In a new study, children whose asthma was poorly controlled with inhaled corticosteroids did not benefit from using a acid reflex medication.
Researchers noticed a link between gastroesophageal reflux (GER) disease and asthma in children and believed Prevacid may help poorly-controlled asthma.
"Ask your pediatrician about cost-effective ways to manage your child's asthma."
The study was led by Janet T. Holbrook, M.P.H., Ph.D., of the Johns Hopkins Bloomberg School of Public Health. The clinical trial involved 306 children whose asthma was poorly-controlled with inhaled corticosteroid treatments from April 2007 until September 2010.
GER, also known as acid reflux, is when content from the stomach acid travels backwards into the esophagus. Prevacid is a proton pump inhibitor used to treat GER. Prevacid prevents the stomach from creating gastric acid which alleviates GER symptoms. Researchers believed that untreated GER may have been linked to poorly-controlled asthma.
Of the 306 children, 149 were given Prevacid and 157 were given a placebo. Researchers used an Asthma Control Questionnaire to measure any difference in regards to asthma control. Other measures tested included lung function, quality of life and poor asthma control episodes.
There was no difference in the improvement of asthma in either the Prevacid group or the placebo. Prevacid was not effective in helping to treat poorly-controlled asthma. Prevacid also had no effect on asthma in children who were diagnosed with GER.
In addition to Prevacid not being an effective treatment, Prevacid actually increased the number of serious complications. This included more worsening asthma symptoms, sore throats, upper respiratory tract infections and bronchitis.
In an additional editorial comment, Fernando D. Martinez, M.D., of the University of Arizona, warns against trying to overextend the use of a treatment.

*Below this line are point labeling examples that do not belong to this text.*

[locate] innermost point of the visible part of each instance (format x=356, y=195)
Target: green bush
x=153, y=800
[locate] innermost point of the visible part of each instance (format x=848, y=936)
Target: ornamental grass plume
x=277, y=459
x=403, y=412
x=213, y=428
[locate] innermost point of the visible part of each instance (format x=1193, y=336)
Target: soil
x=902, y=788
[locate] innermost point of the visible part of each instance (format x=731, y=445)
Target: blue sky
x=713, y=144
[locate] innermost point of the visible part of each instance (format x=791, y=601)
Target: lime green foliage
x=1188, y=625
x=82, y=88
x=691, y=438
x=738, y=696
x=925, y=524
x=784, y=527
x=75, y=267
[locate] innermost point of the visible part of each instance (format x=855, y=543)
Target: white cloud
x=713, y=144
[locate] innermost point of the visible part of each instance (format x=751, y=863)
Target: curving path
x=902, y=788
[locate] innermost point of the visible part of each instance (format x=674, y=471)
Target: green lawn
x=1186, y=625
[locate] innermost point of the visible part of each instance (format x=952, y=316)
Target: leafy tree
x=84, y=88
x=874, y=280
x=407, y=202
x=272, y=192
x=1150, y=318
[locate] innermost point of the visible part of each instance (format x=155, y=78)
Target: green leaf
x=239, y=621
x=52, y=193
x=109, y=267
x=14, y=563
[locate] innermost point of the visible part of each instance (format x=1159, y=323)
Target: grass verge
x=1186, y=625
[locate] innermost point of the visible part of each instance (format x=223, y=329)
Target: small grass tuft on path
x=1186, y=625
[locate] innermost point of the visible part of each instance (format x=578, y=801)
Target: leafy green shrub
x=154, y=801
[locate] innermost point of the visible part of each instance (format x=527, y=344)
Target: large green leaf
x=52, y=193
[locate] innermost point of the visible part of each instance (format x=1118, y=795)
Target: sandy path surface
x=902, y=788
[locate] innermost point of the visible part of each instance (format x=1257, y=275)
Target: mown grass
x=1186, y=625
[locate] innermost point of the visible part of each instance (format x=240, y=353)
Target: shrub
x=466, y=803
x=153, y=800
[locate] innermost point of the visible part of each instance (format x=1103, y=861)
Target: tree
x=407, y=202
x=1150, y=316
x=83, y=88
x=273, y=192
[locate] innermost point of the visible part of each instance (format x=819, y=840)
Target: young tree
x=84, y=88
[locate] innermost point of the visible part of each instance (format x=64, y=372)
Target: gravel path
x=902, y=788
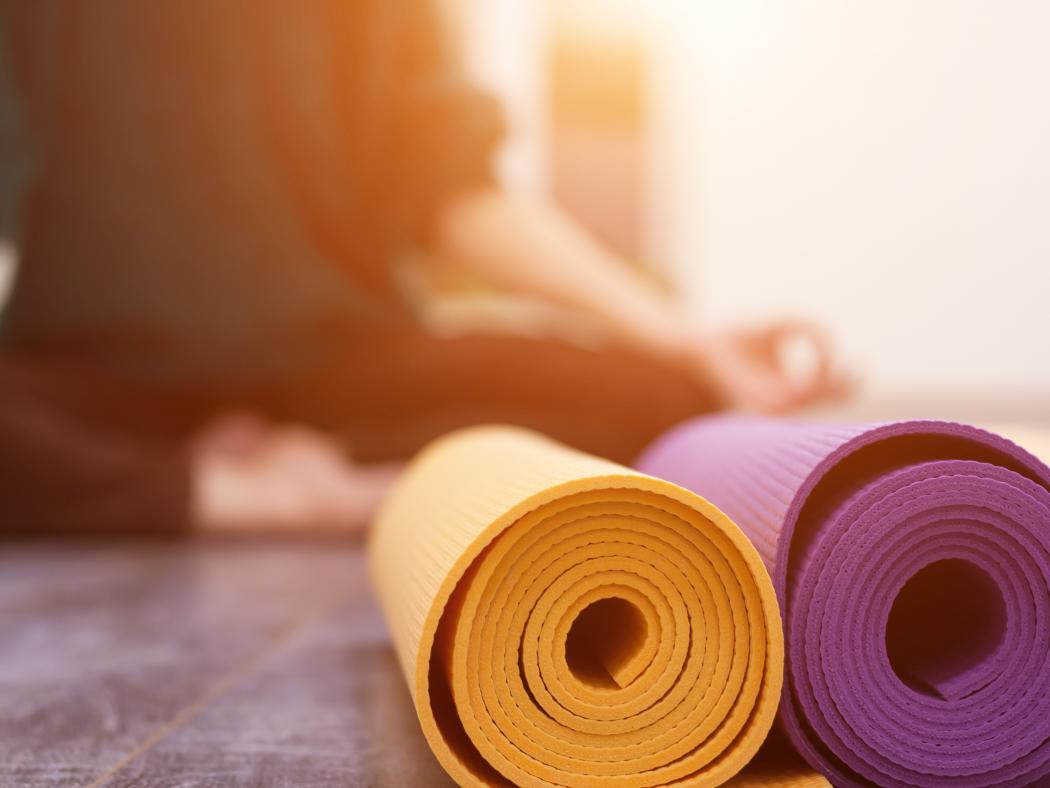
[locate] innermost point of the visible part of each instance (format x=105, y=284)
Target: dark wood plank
x=330, y=709
x=105, y=646
x=206, y=664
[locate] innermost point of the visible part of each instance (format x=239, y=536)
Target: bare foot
x=250, y=477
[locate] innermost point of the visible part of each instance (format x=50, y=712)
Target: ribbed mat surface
x=564, y=620
x=912, y=565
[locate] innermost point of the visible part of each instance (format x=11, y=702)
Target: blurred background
x=881, y=167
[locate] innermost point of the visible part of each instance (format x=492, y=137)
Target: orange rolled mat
x=563, y=620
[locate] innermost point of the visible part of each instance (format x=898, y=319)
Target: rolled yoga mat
x=911, y=561
x=563, y=620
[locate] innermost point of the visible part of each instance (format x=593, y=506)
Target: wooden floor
x=200, y=665
x=203, y=664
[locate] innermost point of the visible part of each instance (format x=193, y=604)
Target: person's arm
x=530, y=247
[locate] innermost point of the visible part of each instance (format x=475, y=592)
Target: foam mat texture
x=911, y=561
x=563, y=620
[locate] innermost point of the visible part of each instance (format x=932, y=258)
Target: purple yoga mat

Just because there may be some suggestion that a drug may work for a certain group does not mean it should be used in a population where that positive effect has not be proven.

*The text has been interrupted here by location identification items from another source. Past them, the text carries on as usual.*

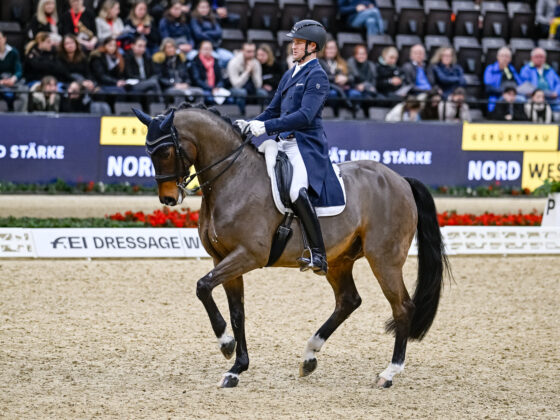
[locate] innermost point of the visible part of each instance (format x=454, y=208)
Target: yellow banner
x=538, y=166
x=510, y=137
x=122, y=131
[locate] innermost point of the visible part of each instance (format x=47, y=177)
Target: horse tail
x=432, y=261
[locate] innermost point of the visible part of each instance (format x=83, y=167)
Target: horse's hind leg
x=347, y=301
x=391, y=281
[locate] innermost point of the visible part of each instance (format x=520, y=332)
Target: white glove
x=270, y=150
x=257, y=128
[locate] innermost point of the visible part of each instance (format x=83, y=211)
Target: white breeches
x=299, y=179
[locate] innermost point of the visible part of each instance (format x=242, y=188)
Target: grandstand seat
x=264, y=14
x=469, y=53
x=403, y=43
x=433, y=42
x=292, y=11
x=552, y=48
x=522, y=19
x=496, y=22
x=466, y=18
x=410, y=17
x=324, y=11
x=438, y=17
x=387, y=11
x=490, y=47
x=347, y=41
x=521, y=51
x=376, y=44
x=232, y=39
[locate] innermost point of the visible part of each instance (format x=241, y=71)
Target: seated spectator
x=390, y=79
x=174, y=25
x=80, y=22
x=140, y=73
x=444, y=71
x=362, y=14
x=41, y=60
x=45, y=97
x=499, y=75
x=454, y=109
x=364, y=74
x=172, y=71
x=271, y=71
x=414, y=70
x=507, y=108
x=537, y=110
x=245, y=75
x=340, y=80
x=409, y=110
x=205, y=27
x=139, y=22
x=45, y=20
x=108, y=23
x=10, y=75
x=206, y=74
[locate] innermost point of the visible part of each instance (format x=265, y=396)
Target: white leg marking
x=314, y=345
x=391, y=371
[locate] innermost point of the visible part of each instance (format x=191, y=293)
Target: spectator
x=415, y=70
x=537, y=110
x=409, y=110
x=271, y=71
x=206, y=74
x=44, y=96
x=545, y=16
x=45, y=20
x=174, y=25
x=80, y=22
x=41, y=60
x=140, y=73
x=455, y=109
x=139, y=22
x=364, y=74
x=362, y=14
x=10, y=74
x=445, y=72
x=205, y=27
x=340, y=81
x=390, y=79
x=245, y=75
x=172, y=71
x=507, y=109
x=108, y=23
x=499, y=75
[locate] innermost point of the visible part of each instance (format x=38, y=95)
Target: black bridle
x=180, y=158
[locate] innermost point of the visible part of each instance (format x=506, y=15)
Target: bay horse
x=238, y=219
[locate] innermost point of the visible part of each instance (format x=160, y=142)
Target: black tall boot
x=317, y=261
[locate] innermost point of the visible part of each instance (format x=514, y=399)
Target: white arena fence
x=181, y=243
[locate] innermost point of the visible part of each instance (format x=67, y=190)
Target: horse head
x=171, y=162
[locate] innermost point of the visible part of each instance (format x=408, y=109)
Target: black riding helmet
x=310, y=31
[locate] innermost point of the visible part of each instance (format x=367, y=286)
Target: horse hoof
x=229, y=380
x=228, y=348
x=383, y=383
x=307, y=367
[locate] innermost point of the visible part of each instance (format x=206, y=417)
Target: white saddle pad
x=321, y=211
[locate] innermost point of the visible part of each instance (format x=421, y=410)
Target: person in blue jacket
x=499, y=75
x=294, y=117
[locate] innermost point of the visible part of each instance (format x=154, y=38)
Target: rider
x=294, y=116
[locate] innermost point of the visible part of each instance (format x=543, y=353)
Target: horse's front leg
x=227, y=270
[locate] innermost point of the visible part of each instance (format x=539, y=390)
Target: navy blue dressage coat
x=296, y=110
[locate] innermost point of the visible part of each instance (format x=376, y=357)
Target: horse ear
x=165, y=125
x=145, y=118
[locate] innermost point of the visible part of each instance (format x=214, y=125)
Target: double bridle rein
x=181, y=158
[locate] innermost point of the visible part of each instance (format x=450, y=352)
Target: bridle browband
x=180, y=157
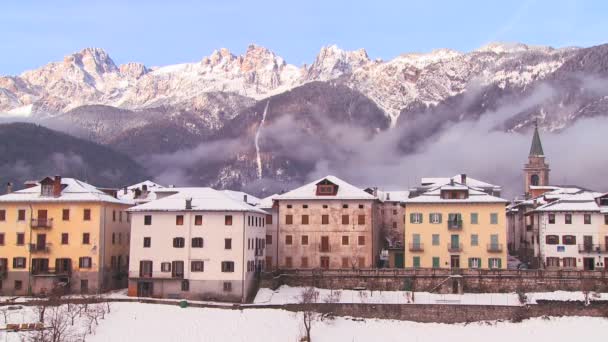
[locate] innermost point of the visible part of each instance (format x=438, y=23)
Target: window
x=344, y=219
x=361, y=219
x=494, y=263
x=197, y=266
x=65, y=214
x=552, y=262
x=19, y=262
x=227, y=286
x=435, y=218
x=344, y=240
x=416, y=261
x=552, y=239
x=21, y=215
x=474, y=263
x=569, y=240
x=84, y=262
x=474, y=240
x=20, y=239
x=474, y=218
x=185, y=285
x=416, y=218
x=587, y=218
x=179, y=242
x=435, y=239
x=197, y=242
x=227, y=266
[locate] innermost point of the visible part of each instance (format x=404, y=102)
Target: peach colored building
x=196, y=243
x=62, y=232
x=327, y=223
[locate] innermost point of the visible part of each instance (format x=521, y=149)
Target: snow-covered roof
x=475, y=196
x=73, y=190
x=203, y=199
x=240, y=196
x=346, y=191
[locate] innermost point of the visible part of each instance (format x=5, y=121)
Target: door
x=399, y=260
x=589, y=264
x=324, y=243
x=455, y=261
x=325, y=262
x=588, y=243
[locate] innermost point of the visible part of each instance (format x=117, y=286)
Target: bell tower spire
x=536, y=171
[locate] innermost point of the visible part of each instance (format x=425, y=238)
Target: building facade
x=196, y=243
x=327, y=224
x=62, y=234
x=455, y=226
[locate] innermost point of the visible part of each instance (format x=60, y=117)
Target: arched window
x=534, y=180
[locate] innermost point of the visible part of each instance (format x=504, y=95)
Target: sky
x=168, y=32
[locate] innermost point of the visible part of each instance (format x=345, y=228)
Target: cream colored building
x=62, y=232
x=196, y=243
x=327, y=223
x=455, y=225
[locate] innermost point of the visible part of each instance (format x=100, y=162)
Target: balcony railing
x=416, y=247
x=591, y=248
x=454, y=224
x=454, y=247
x=36, y=248
x=42, y=223
x=495, y=248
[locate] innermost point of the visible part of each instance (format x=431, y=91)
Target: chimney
x=57, y=186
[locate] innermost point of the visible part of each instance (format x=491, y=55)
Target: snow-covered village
x=435, y=171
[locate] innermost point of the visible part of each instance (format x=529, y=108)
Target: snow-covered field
x=153, y=322
x=291, y=295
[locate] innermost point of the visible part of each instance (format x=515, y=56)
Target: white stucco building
x=196, y=243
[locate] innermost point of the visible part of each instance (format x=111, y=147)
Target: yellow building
x=62, y=233
x=455, y=225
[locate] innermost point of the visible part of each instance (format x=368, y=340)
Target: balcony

Dr. Martinez believes, as the study has shown, that this “therapeutic creep” can lead to an increased risk of negative side effects without any additional advantages. This practice may have led to the increased cost of asthma medication according to Dr. Martinez.
Future studies may be needed to evaluate prolonged Prevacid usage for GER and increased risk of serious side effects. While Prevacid may not work, reducing exposure to irritants and air pollution may help improve poorly-controlled asthma.

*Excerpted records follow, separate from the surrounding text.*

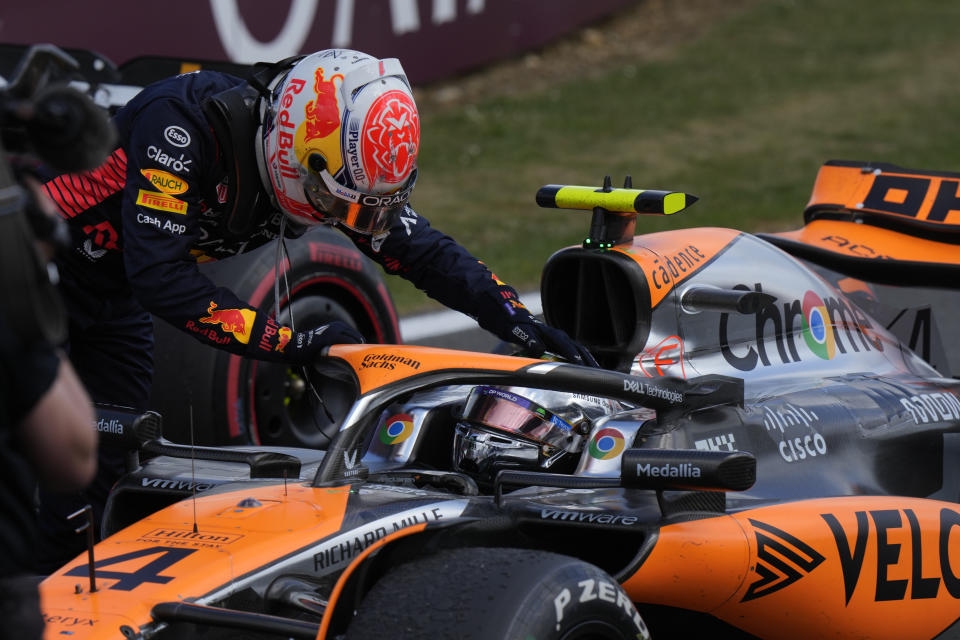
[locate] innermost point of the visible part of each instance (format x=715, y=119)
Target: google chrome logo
x=606, y=444
x=817, y=329
x=396, y=429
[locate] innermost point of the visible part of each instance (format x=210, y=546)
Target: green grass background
x=742, y=115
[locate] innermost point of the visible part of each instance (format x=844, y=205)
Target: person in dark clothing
x=47, y=432
x=208, y=166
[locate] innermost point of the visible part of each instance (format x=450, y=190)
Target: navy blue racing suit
x=142, y=221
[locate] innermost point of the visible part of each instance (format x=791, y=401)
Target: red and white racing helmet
x=340, y=140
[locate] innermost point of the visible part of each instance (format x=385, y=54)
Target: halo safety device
x=503, y=430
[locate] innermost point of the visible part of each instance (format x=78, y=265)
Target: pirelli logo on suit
x=161, y=202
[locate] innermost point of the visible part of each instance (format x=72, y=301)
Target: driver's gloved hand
x=305, y=346
x=537, y=338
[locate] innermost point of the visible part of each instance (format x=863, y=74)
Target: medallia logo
x=606, y=444
x=817, y=329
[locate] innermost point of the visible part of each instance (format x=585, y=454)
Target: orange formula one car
x=770, y=451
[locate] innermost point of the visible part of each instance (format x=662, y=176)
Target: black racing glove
x=306, y=345
x=537, y=338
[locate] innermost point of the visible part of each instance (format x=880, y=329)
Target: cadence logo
x=817, y=331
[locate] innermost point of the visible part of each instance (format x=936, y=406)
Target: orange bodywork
x=865, y=241
x=863, y=567
x=167, y=561
x=901, y=193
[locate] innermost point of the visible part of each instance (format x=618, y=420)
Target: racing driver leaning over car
x=209, y=166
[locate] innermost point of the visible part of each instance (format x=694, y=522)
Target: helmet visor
x=362, y=212
x=515, y=414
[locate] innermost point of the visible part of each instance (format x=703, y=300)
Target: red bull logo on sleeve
x=239, y=322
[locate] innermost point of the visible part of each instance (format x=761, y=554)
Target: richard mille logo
x=782, y=559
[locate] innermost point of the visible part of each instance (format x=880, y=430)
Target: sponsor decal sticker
x=161, y=202
x=607, y=444
x=396, y=429
x=782, y=559
x=164, y=181
x=189, y=537
x=176, y=164
x=177, y=136
x=387, y=361
x=722, y=442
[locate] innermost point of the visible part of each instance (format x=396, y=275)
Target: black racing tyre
x=234, y=400
x=487, y=593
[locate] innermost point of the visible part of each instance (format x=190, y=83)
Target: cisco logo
x=176, y=136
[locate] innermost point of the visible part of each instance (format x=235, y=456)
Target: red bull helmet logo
x=323, y=113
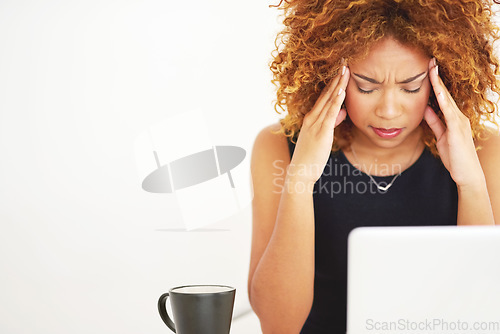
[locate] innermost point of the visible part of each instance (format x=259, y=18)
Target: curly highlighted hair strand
x=318, y=34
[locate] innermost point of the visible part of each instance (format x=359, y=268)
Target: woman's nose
x=388, y=106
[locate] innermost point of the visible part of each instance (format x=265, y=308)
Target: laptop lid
x=427, y=279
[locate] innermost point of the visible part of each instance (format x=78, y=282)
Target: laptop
x=426, y=279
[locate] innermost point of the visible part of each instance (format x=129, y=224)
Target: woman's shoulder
x=270, y=149
x=272, y=141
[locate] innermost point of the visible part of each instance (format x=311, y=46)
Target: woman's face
x=387, y=94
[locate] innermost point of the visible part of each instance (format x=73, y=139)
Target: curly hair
x=318, y=34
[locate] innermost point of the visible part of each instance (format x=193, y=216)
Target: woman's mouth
x=387, y=133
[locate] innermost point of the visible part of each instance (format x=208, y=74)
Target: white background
x=83, y=249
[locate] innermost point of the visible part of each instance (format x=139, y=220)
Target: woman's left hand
x=454, y=140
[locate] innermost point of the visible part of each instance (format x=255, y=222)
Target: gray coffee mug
x=196, y=309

This study was funded by grants from the American Lung Association Asthma Clinical Research Centers Infrastructure Award and National Institutes of Health/National Heart, Lung, and Blood Institute. Dr. Martinez has served as a consultant to MedImmune and has presented at an Abbott-sponsored seminar, no other known conflicts were reported.
This study was published in the January edition of the Journal of the American Medical Association.